Satu Indonesia, Balikpapan – Pemerintah Kota Balikpapan menggandeng Singapore Water Center dan Bank Dunia untuk memperkuat sistem pengelolaan air bersih dan pengendalian banjir melalui penyusunan Peta Jalan Praktis Ketahanan Air (water security).
Kolaborasi tersebut menjadi bagian dari upaya jangka panjang pemerintah kota dalam menjawab tantangan keterbatasan air baku, yang hingga kini masih menjadi persoalan utama meski berbagai program telah dijalankan lebih dari satu dekade.
Direktur Utama Perumda Tirta Manuntung Balikpapan, Yudhi Saharuddin, mengatakan tim dari Singapore Water Center bersama perwakilan Bank Dunia telah melakukan kunjungan lapangan ke Balikpapan pada akhir Januari 2026.
“Mereka datang untuk melakukan kajian langsung di lapangan dan melihat kondisi riil pengelolaan air di Balikpapan.

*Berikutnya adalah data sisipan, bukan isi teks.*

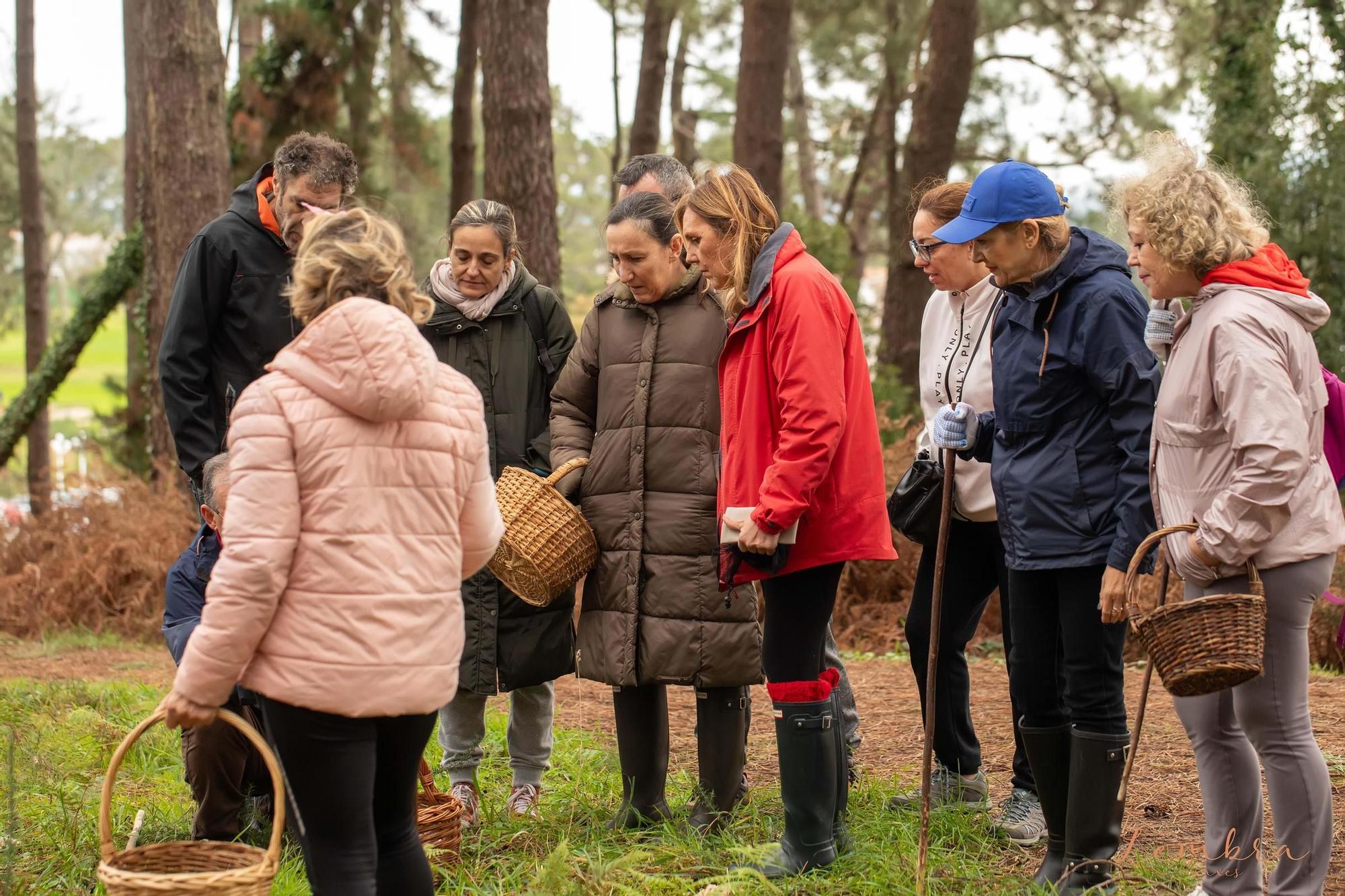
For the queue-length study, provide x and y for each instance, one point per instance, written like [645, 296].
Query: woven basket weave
[548, 544]
[197, 866]
[1206, 645]
[439, 818]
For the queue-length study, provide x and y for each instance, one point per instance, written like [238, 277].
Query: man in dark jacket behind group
[229, 315]
[223, 766]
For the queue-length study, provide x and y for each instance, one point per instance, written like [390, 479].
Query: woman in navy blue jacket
[1069, 446]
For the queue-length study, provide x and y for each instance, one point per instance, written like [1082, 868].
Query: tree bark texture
[517, 120]
[118, 276]
[134, 147]
[463, 149]
[798, 96]
[941, 93]
[684, 119]
[654, 68]
[188, 151]
[34, 249]
[759, 122]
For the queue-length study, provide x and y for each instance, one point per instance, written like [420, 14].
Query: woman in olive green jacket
[510, 335]
[640, 399]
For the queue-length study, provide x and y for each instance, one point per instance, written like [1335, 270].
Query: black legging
[798, 611]
[974, 569]
[352, 787]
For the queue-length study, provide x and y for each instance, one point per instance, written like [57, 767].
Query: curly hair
[318, 155]
[731, 201]
[354, 253]
[1198, 216]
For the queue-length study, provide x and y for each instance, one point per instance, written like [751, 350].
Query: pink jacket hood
[367, 358]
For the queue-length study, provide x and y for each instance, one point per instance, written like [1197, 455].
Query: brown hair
[734, 204]
[941, 200]
[354, 253]
[1198, 216]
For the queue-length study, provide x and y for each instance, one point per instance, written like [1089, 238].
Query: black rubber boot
[806, 744]
[642, 745]
[722, 754]
[1093, 826]
[1048, 754]
[840, 833]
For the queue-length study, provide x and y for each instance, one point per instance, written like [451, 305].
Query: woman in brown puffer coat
[640, 399]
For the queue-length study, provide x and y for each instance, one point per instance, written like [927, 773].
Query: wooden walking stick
[941, 561]
[1144, 688]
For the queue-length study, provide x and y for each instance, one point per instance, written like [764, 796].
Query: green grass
[104, 357]
[68, 731]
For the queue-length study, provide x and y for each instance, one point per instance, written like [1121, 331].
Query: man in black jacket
[229, 314]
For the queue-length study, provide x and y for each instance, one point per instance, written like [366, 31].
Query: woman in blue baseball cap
[1069, 447]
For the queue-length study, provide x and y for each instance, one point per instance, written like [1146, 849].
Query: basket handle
[278, 782]
[1133, 572]
[428, 779]
[566, 470]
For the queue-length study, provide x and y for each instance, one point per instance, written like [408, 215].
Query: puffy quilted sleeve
[481, 524]
[262, 530]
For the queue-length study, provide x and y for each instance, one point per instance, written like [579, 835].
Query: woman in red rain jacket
[800, 444]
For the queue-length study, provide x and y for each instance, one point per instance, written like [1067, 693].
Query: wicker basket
[548, 544]
[439, 818]
[198, 866]
[1206, 645]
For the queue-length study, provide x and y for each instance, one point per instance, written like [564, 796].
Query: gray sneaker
[948, 788]
[1022, 818]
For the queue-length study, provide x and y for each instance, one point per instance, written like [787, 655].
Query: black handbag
[917, 503]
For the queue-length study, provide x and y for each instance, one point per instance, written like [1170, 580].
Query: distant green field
[104, 357]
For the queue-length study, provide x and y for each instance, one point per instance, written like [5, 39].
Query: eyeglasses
[925, 249]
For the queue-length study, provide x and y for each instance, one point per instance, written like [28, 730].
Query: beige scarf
[445, 288]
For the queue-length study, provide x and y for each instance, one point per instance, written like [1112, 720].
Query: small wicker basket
[548, 545]
[197, 866]
[439, 818]
[1206, 645]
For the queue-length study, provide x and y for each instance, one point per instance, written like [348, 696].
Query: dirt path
[1164, 811]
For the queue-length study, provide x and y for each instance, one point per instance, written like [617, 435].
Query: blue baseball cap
[1000, 194]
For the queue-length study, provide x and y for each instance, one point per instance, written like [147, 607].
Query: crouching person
[223, 766]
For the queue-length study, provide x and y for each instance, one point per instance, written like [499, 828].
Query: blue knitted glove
[1160, 329]
[956, 427]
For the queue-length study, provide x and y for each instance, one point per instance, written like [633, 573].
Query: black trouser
[1066, 665]
[798, 611]
[223, 767]
[353, 795]
[974, 569]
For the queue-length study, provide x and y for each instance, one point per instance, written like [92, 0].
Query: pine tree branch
[118, 278]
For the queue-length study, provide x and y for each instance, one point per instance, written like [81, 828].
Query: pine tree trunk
[134, 150]
[118, 278]
[362, 88]
[941, 93]
[798, 96]
[684, 120]
[759, 122]
[189, 155]
[517, 120]
[465, 124]
[34, 251]
[654, 67]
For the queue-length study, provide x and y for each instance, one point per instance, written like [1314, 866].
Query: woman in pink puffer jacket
[361, 499]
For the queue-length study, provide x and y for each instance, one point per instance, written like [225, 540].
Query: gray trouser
[1266, 720]
[462, 727]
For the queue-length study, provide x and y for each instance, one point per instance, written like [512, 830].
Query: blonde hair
[1199, 217]
[354, 253]
[734, 204]
[1054, 229]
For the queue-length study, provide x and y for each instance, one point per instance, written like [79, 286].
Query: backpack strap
[533, 317]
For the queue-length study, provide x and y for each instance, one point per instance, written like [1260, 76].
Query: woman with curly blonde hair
[1238, 451]
[329, 599]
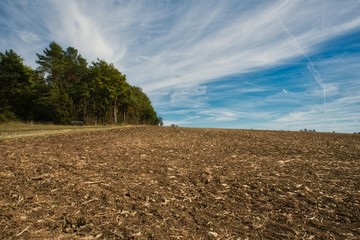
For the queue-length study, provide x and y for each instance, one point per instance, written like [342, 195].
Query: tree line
[64, 88]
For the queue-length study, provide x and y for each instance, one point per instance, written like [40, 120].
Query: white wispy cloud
[173, 49]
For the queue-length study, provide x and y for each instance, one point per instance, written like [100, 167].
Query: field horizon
[148, 182]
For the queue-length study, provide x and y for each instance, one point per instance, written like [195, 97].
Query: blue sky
[283, 65]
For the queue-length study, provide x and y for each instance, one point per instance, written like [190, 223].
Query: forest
[65, 88]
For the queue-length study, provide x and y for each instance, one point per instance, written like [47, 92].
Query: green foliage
[64, 88]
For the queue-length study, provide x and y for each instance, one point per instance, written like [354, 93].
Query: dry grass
[20, 130]
[178, 183]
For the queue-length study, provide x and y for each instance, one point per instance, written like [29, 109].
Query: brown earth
[180, 183]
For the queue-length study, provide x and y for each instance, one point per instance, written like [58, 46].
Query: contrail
[311, 66]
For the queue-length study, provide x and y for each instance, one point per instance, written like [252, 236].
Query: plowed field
[180, 183]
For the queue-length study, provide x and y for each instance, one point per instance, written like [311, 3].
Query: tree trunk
[115, 111]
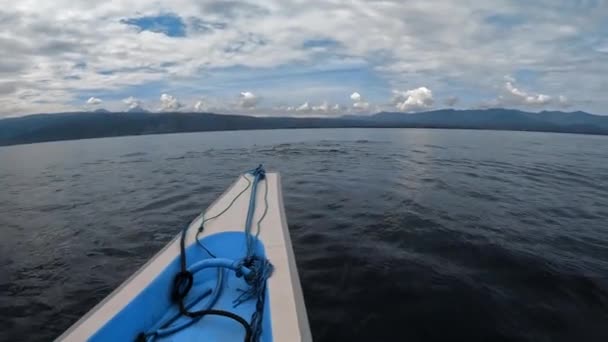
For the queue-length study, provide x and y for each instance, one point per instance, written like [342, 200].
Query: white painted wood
[289, 318]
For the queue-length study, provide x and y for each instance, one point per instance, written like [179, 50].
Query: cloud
[413, 100]
[248, 100]
[359, 104]
[323, 107]
[513, 96]
[169, 103]
[133, 104]
[68, 48]
[522, 97]
[305, 107]
[451, 101]
[94, 101]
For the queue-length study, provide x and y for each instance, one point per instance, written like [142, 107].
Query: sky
[304, 57]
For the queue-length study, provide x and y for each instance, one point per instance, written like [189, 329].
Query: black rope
[183, 283]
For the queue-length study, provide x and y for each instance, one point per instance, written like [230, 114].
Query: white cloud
[94, 101]
[58, 50]
[133, 104]
[200, 106]
[451, 101]
[413, 100]
[359, 104]
[323, 107]
[169, 103]
[523, 97]
[248, 100]
[304, 107]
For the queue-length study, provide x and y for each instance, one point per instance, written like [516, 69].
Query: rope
[255, 270]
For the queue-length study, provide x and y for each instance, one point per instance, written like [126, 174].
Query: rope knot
[182, 283]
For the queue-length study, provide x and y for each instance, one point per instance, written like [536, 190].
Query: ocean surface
[399, 234]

Fokusnya tidak hanya pada penyediaan air bersih, tetapi juga pengendalian banjir dan sistem sanitasi,” ujar Yudhi, Kamis (13/2/2026).
Kunjungan tersebut merupakan tindak lanjut dari studi banding yang sebelumnya dilakukan PTMB bersama Bappeda Litbang Balikpapan ke Singapura.
Menurut Yudhi, kerja sama ini menjadi bentuk dukungan teknis dari lembaga internasional untuk merumuskan sistem pengelolaan air yang lebih terintegrasi. Singapura dinilai sebagai rujukan karena berhasil mengelola keterbatasan sumber air menjadi sistem yang efisien dan berkelanjutan.
“Singapura tidak memiliki sumber air baku yang besar, tetapi mereka mampu memaksimalkan air hujan dan mendaur ulang air sebagai bagian dari strategi nasional. Konsep seperti itu yang sedang kami pelajari untuk diterapkan di Balikpapan,” katanya.
Salah satu pendekatan yang dipelajari adalah program Active, Beautiful, Clean (ABC) Waters yang mengintegrasikan fungsi drainase, ruang publik, dan konservasi air dalam satu sistem terpadu.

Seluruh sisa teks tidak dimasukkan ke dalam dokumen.